Tomorrow We Sail: The Shadows
Gizeh Records

Without ever lapsing into over-complexity, Tomorrow We Sail flirts with both prog-rock and post-rock on its sophomore album. Four years on from the Leeds-based sextet's debut set For Those Who Caught the Sun in Flight, the new release resembles some hypothetical Pink Floyd-meets-Sigur Ros project with some degree of folk factoring in as well. Drummer Alistair Hay does his best Nick Mason for much of it, while the group itself indulges in the dramatic contrasts in dynamics so characteristic of the esteemed Icelandic outfit. And though Tomorrow We Sail is hardly a folk act, some strain of it definitely emerges in the band's penchant for chanted vocalizing and pastoral, strings-laden writing. Joining the drummer in the group are Tim Hay (guitar, piano), Ella Blake (guitar, piano, harmonium, harp), Matt Clarke (guitar, keyboard, Hammond organ, glockenspiel), Angela Chan (viola, violin), and Tom Ilett (bass guitar). All but Alistair sing on the release, with Tim and Ella handling lead on different tracks.

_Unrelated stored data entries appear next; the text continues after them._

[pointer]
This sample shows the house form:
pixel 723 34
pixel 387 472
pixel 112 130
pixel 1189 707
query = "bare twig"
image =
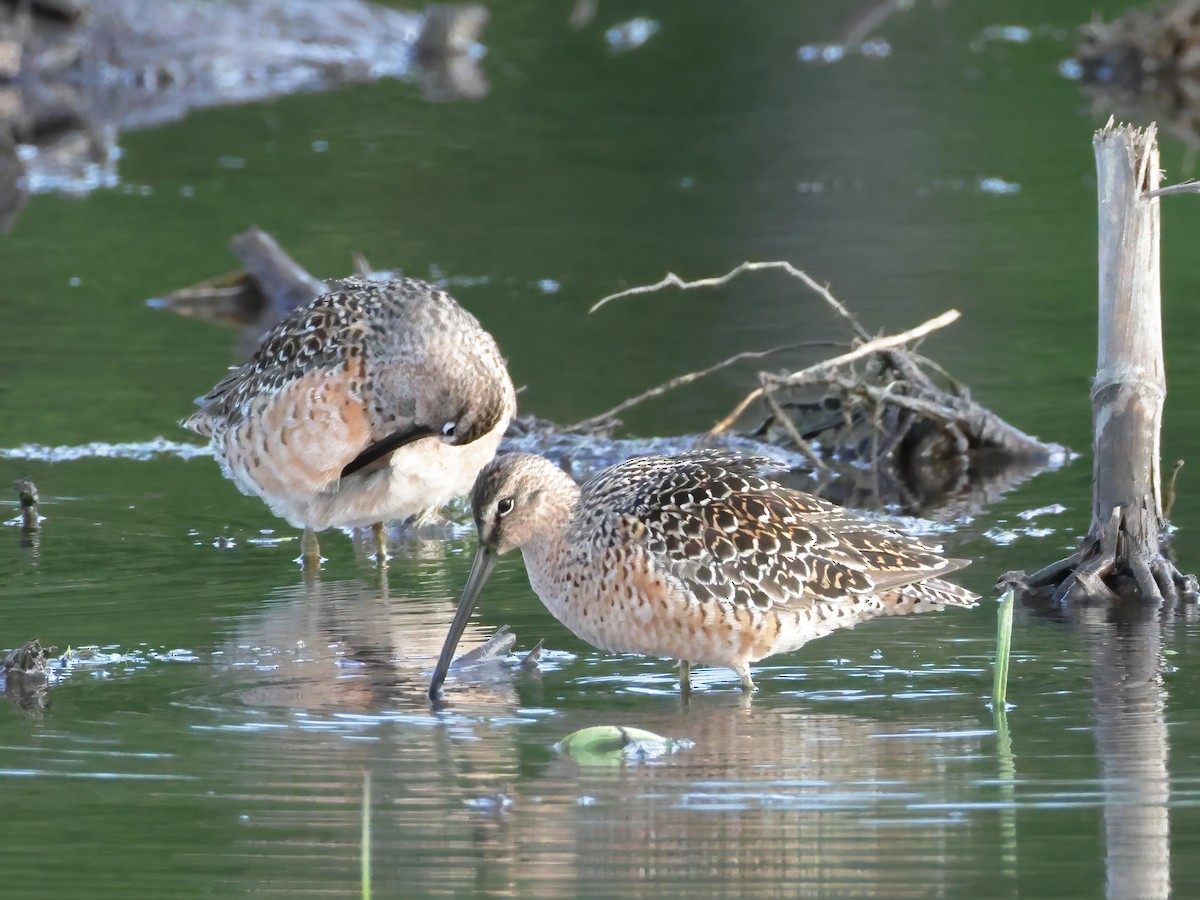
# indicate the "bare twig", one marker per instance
pixel 681 381
pixel 793 433
pixel 672 280
pixel 815 372
pixel 822 370
pixel 1171 190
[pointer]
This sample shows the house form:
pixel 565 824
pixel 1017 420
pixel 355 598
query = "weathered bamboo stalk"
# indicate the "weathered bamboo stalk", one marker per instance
pixel 1128 531
pixel 1131 382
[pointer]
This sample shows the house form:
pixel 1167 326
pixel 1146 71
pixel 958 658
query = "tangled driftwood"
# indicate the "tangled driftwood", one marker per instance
pixel 883 424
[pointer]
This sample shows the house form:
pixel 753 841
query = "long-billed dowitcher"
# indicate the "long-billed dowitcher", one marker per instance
pixel 375 401
pixel 695 557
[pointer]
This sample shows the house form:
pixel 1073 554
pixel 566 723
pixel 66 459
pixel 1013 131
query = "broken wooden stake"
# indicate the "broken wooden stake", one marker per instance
pixel 1127 540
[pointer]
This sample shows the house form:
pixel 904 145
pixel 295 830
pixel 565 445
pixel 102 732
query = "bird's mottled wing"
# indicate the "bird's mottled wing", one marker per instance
pixel 727 534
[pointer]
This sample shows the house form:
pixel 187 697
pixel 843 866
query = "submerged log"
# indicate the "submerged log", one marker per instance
pixel 1125 551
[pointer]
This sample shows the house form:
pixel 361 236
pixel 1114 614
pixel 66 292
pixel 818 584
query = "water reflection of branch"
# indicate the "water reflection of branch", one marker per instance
pixel 870 17
pixel 1132 743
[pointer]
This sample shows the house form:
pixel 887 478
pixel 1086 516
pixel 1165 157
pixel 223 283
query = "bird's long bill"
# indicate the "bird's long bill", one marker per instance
pixel 485 561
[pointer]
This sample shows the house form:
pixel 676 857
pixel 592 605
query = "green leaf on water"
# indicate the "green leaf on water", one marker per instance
pixel 615 744
pixel 1003 649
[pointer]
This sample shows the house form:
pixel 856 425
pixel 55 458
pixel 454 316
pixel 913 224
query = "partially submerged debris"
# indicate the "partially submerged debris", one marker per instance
pixel 76 75
pixel 448 52
pixel 23 676
pixel 27 495
pixel 497 647
pixel 616 744
pixel 256 297
pixel 882 424
pixel 28 660
pixel 1145 66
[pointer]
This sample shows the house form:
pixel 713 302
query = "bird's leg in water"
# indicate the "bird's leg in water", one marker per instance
pixel 310 550
pixel 381 533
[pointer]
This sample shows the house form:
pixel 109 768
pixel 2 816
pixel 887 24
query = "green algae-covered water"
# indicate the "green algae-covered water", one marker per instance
pixel 219 741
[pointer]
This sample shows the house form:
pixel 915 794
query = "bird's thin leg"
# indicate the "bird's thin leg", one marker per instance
pixel 747 681
pixel 310 550
pixel 381 533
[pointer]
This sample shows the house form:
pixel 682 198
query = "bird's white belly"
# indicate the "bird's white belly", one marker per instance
pixel 421 475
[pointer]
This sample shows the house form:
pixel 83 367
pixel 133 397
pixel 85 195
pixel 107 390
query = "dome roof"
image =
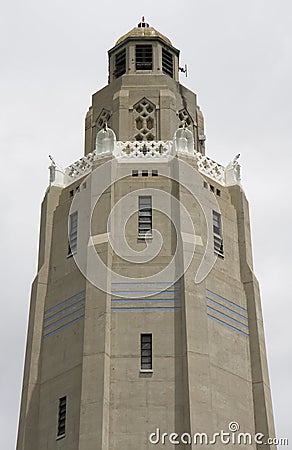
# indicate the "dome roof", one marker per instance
pixel 141 32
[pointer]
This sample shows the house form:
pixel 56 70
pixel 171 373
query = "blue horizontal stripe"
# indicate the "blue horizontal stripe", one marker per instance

Seven pieces are indexed, but the album plays like a thirty-eight-minute suite, with a strong emphasis on peaks and valleys. As The Shadows unfolds, its oft-solemn music alternates between declamatory aggression and hushed delicacy, the latter as powerful if not more than the former. In the louder moments, the group collectively vocalizes, resulting in a husky, masculine sound; during the quieter passages, Blake's lovely voice is often at the forefront, and when it's accompanied by Chan's strings the music rises to an affecting swoon. Lyrically, the songs deal with issues of vulnerability, hope, defiance, homeward longing, and unity (during “The Golden Elevator,” Tim and Ella memorably pronounce, “If anything's been lost, it's togetherness”), but truth be told it's the musical presentation you'll likely attend to more than the words.

“Side By Side” opens the release on a graceful note, the tempo slow and violin prominently featured alongside Tim's voice; it doesn't take long, however, for the group's aggressive side to assert itself: at two minutes, the music briefly explodes and thereafter alternates between soft and loud sections, all of it delivered with heartfelt conviction. Up next, “Home Fires” opens memorably with unison male and female voices sharing the lead, after which the full band enters to support the vocalists with a lulling backdrop that alternately soar and soothes. The material grows ever more elegiac with the advent of the title track, whose gorgeous uplift receives no small boost from Blake's fragile lead and majestic chiming guitars that might have you thinking of Hammock as much as Sigur Ros. If there's a peak moment, it's arguably “To Sleep,” which, like the title track, derives its power from the haunting beauty of the composition, the tasteful restraint of the arrangement, and Blake's achingly tender vocal.

As plaintive as The Shadows is, it's not without a biting moment or two, “The Ghost of John Maynard Keynes” a case in point; the album's never as heavy as something like Master of Reality or Master of Puppets, say, but the scalding guitar work and thudding pulse that animate the track are still heavy enough. “The Golden Elevator” concludes the release on a quietly triumphant note, with Tim and Ella uniting a final time in a tune that's not a little bewitching, especially when the arrangement threads guitars, strings, and glockenspiel into a rousing finale. It's a spectacular finish to an album that definitely earns its recommendation and then some. Some albums impress immediately but wear out their welcome over time; The Shadows, on the other hand, is one that sounds better with each revisitation.